C’est le premier long métrage de Hadi, et il arrive chargé d’un poids inhabituel pour un coup d’essai. Il est le premier cinéaste irakien à concourir à la Quinzaine des cinéastes de Cannes, et le projet a traversé les ateliers de développement du Sundance Institute avant d’atteindre l’écran. Le réalisateur, ancré à Bagdad, a dit ouvertement que le film puise dans la texture des années de sanctions plutôt qu’il ne reconstitue un événement précis. Sa politique arrive obliquement, par une pénurie d’œufs et l’omniprésence banale de l’effigie d’un chef, jamais par des discours. C’est là la thèse historique que pose le film : la dictature se ressent d’abord comme un problème de logistique dans la cuisine d’une enfant.

Visuellement, le film tient foi à cette idée. Hadi et son directeur de la photographie travaillent dans une palette mate et délavée par le soleil, de routes gris poussière, de bleus meurtris de la lumière du petit matin, d’intérieurs éclairés comme si l’électricité elle-même était rationnée. L’iconographie de la propagande revient comme un paysage, dans les fresques et les portraits et les slogans peints sur le béton, tout cela s’effritant sous la même chaleur qui use les gens en dessous. Les compositions tiennent immobiles et laissent l’enfant s’y déplacer, de sorte que le régime se lit moins comme un antagoniste que comme un climat : quelque chose dans l’air, anodin et inévitable.

Le gâteau lui-même accomplit un travail symbolique considérable, sans jamais être souligné. C’est à la fois un tribut exigé par le pouvoir, un luxe que l’économie ne peut plus produire, et le travail artisanal d’une enfant lesté d’enjeux d’adultes — un objet qui doit être parfait pour un homme qui ne le verra jamais, fabriqué par des gens qui peuvent à peine se nourrir. Hadi laisse cette contradiction reposer. Le film s’intéresse moins à Saddam Hussein en tant que personnage qu’à la manière dont son anniversaire réorganise les maigres ressources d’une ville entière autour d’un seul geste, à la façon dont un État convertit l’affection en obligation et l’obligation en peur.
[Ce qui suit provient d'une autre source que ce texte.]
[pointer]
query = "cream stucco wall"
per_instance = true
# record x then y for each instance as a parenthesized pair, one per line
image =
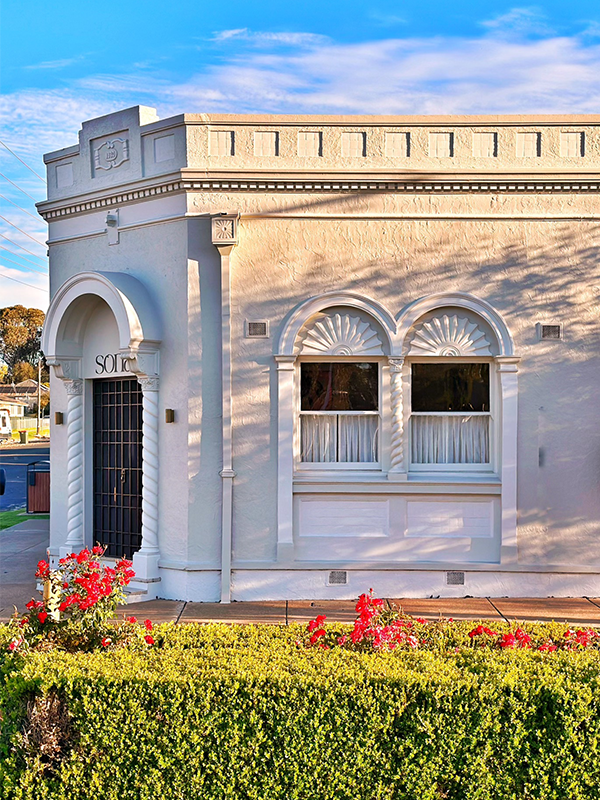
(519, 233)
Baneen Ahmed Nayyef as the young Lamia in a scene from the Iraqi drama directed by Hasan Hadi (2025)
Baneen Ahmed Nayyef as Lamia in a scene from the Iraqi drama directed by Hasan Hadi (2025)

Ce que le film ne fait pas, en revanche, c’est prétendre que sa fable peut porter la décennie entière qu’elle effleure. La structure de la quête aux ingrédients risque de sucrer une période de dénuement massif en quelque chose dont un public de festival peut ressortir ému plutôt qu’impliqué. Le cadre en point de vue enfantin, si précis pour enregistrer la peur, adoucit aussi les calculs adultes de complicité et de survie qui se jouent juste au-delà de la compréhension de Lamia. Et l’élan que porte désormais le film — les prix, la présélection aux Oscars — garantit l’attention sans garantir qu’un récit délibérément modeste peut soutenir les attentes qu’on empile sur lui. C’est un premier film, avec les coutures d’un premier film.

La distribution principale — Baneen Ahmed Nayyef, Sajad Mohamad Qasem, Waheed Thabet Khreibat et Rahim AlHaj — est issue en grande partie de non-professionnels, et ce drame de 106 minutes est une coproduction irako-qataro-américaine. Son parcours en festival a été éloquent : une première mondiale à la Quinzaine des cinéastes du Festival de Cannes, où il a remporté le Prix du public de la section et la Caméra d’Or du meilleur premier film ; suivi par sa sélection comme candidat irakien à l’Oscar du meilleur film international, et une place sur la présélection de la catégorie — première fois dans l’histoire qu’un film irakien y figure. Le Gâteau du Président sort en salles en France le 4 février 2026.